Study of families of multiple members affected by psoriasis, studies of affected twins, and analysis of whole genome for the presence of mutations of genes in psoriasis patients, methylation of genes which modify gene functions without altering DNA sequence are commonly employed methodologies to investigate the role of hereditary and or phenotype mutation of genes in psoriasis.

The mutation of gene/genes in T-lymphocytes and B-lymphocytes leads to altered functions of Interleukins and Cytokines. These interrelated changes ultimately alter the rate of cell divisions and programmed cell deaths, inflammatory responses and generate autoimmune diseases.

Over 80 mutated genes are associated with psoriasis. However, the genetic mutation in psoriasis in not more than 20 % of all cases of psoriasis. The cause of the rest is unknown. Investigators advanced various theories from poison to pollution of the environment but definitive evidence is lacking.

Reports from Saudi Arabia indicate 5 % of the adult population suffers from psoriasis. The prevalence of adult psoriasis in China is 0.5 %, in Norway-11 %, in USA -3 %, black to white- 3 to 1 ratio, in India -2%, in Western Europe -3 %, and in Latin America 2%.                 

Known gene mutation.

Mutated genes associated with psoriasis are called PSORS and are designated 1 through 9 numerically. These genes are present on Chromosomes 1 to 22, of which frequent mutation was seen in chromosomes nos.1.6,9,17 and 19. These mutations may be at one locus or in multiple loci. In the Chinese population mutation of genes on chromosome 1 is most frequent, in Europe, the mutation is frequent on chromosome 17. Studies in Saudi Arabia show autosomal dominant inheritance with mutation of a gene on chromosome 17 q25 (on the long arm of chromosome at band location 25) and q4 loci.

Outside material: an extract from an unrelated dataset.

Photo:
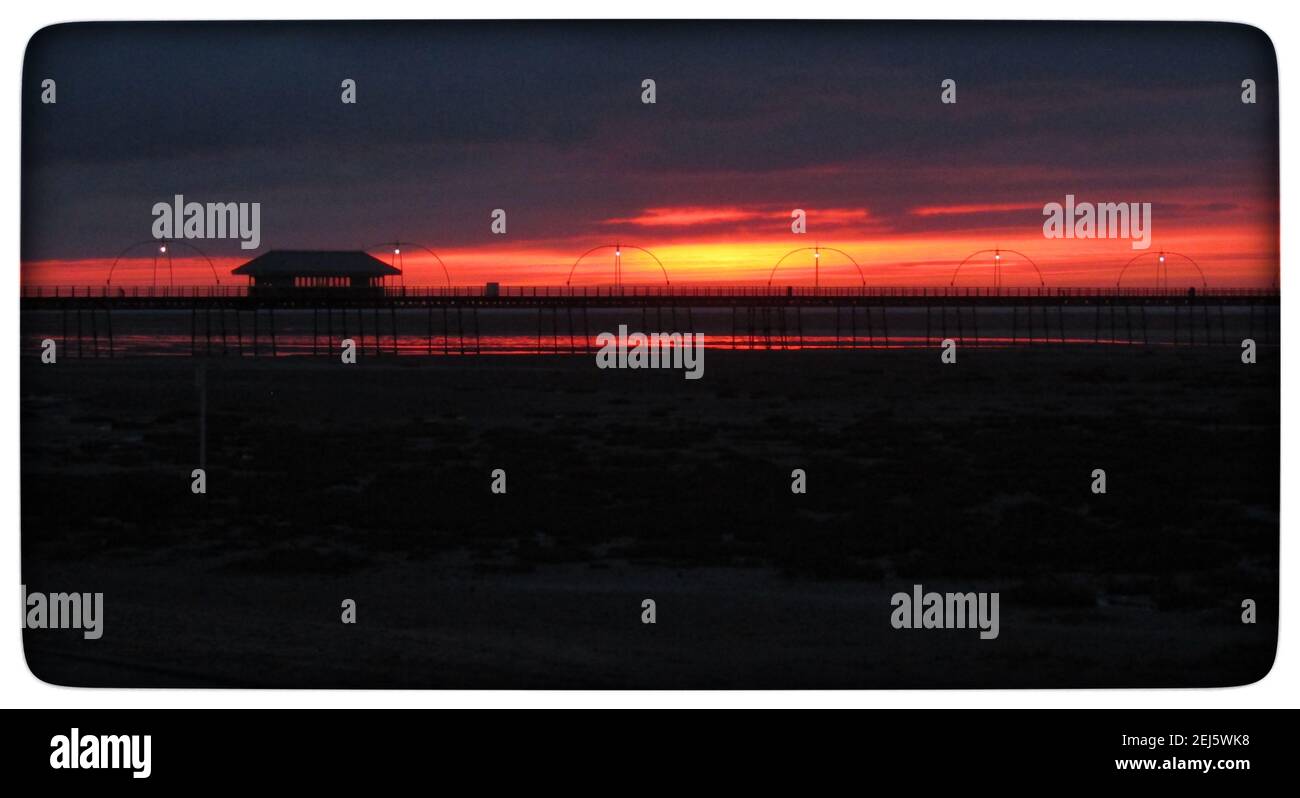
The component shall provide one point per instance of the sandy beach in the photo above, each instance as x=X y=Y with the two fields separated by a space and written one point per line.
x=372 y=482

Human leukocyte antigens (HLA) B-13, B-17, B-57, and CW6 are associated with psoriasis. About 70 % of HLA mutation is due to HLA CW6.

Interleukin-36 amplifies TH-17 lymphocytes.

Gene-wide association (GWA) identified 16 loci. CD4 helper T cells and CD8 cytotoxic T cells are associated with psoriasis.

Genetic mutations alone may not by themselves be the cause of psoriasis but in association with additional factors are responsible for psoriasis. Publications from WHO indicate infections, poisonous agents in the air and water, stress, obesity, cigarette smoking, and concurrent autoimmune diseases- special Crohn's disease are triggering factors. All these factors, namely genetic predisposition, and hereditary and triggering factors lead to internal changes in the body and lead to the development of the chronic inflammatory autoimmune disease - psoriasis.